Dartmouth study advances prion disease research
Adding to the paradox of prion diseases, Dartmouth Medical School researchers have discovered that RNA plays a role in converting a normal prion protein into a mutant that leads to mad cow disease and other fatal brain illnesses.
Their study, reported in the Oct. 16 issue of Nature, provides important clues to understanding the role of prions, unorthodox infectious agents whose ability to transmit disease has confounded physicians and scientists. The work, by Dr. Surachai Supattapone, assistant professor of biochemistry and of medicine, opens new avenues of exploration for diagnosis and treatment of a perplexing group of neurodegenerative disorders called prion diseases.
Prions lack RNA or DNA, the nucleic acids that contain genetic information to replicate. No one knows what spurs conversion of a normal prion protein to a disease-causing counterpart. Supattapone, with coauthors Nathan Deleault and Ralf Lucassen, has discovered that RNA may be a catalyst for transformation.

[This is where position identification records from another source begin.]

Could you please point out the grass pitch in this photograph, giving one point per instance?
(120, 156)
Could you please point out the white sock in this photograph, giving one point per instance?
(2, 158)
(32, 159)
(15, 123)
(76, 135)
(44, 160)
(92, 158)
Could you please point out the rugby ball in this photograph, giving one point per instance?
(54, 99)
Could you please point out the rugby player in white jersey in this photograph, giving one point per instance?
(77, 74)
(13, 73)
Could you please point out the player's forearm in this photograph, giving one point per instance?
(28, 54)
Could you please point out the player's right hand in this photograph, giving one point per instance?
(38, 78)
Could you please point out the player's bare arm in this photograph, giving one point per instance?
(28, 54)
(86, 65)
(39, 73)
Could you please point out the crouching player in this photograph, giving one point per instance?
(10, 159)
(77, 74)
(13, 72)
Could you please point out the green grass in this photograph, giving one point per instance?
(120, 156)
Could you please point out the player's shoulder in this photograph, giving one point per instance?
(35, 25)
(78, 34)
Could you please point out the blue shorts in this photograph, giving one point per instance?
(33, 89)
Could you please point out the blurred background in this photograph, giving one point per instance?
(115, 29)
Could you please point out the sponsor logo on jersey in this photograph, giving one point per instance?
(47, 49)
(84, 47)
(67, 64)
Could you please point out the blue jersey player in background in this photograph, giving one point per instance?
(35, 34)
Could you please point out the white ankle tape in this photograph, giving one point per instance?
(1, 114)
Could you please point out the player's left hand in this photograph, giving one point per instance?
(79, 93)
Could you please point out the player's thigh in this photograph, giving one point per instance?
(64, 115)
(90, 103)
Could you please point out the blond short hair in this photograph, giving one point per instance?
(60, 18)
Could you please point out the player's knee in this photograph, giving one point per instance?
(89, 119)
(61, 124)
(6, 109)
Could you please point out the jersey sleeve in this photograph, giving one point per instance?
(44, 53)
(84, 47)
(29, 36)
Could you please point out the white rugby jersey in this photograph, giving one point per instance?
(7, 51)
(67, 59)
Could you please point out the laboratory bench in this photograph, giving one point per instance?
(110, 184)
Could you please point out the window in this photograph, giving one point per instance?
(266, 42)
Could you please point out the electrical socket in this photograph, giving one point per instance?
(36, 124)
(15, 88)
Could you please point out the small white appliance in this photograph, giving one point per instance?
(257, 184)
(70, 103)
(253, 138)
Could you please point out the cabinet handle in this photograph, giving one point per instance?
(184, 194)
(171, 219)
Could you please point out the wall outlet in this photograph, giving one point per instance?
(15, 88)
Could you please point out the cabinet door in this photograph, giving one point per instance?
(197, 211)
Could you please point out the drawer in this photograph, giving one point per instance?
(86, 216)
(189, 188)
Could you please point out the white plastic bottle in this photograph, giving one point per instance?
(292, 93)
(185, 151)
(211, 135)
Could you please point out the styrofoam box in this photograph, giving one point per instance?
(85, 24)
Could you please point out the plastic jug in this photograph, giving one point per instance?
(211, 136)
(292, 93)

“It has been well proven that nucleic acids, including RNA, are not part of the infectious agent, so its an ironic twist that a catalyst for the reaction may be RNA,” said Supattapone. He emphasized, however, that the findings are consistent with the “protein-only” hypothesis of prion diseases because the nucleic acids are in the host and are not contained in the disease spreading particle.
Prions related to infectious brain diseases such as Cruetzfeld-Jakob disease in humans, chronic wasting or scrapie in animals have long been known, but these diseases often develop over years, so research to piece together the process has moved slowly.
The discovery more than a quarter century ago that prions were proteins, devoid of nucleic acids, upended what scientists assumed not only about disease transmission, but about life itself. All mammals have a gene to make a prion protein, but the normal prion is a different shape than the infectious prion. Somehow, this normal protein is modified into an abnormal counterpart that accumulates exponentially in the brain until death.
“Its a curious thing, because this protein is able to stimulate its own formation and change, without nucleic acids. Its been a fascinating question for people to come to grips with scientifically in addition to being the central reaction in an important medical problem,” Supattapone said.
Now, his team has discovered that specific RNA molecules are required to transform prion proteins into their abnormal shapes. They devised a technique to observe how the normal prion protein, called PrPC, efficiently converts into the abnormal infectious protein, PrPSc (scrapie), in a test tube. This biochemical assay enabled the researchers to pinpoint the conversion mechanisms in the cell.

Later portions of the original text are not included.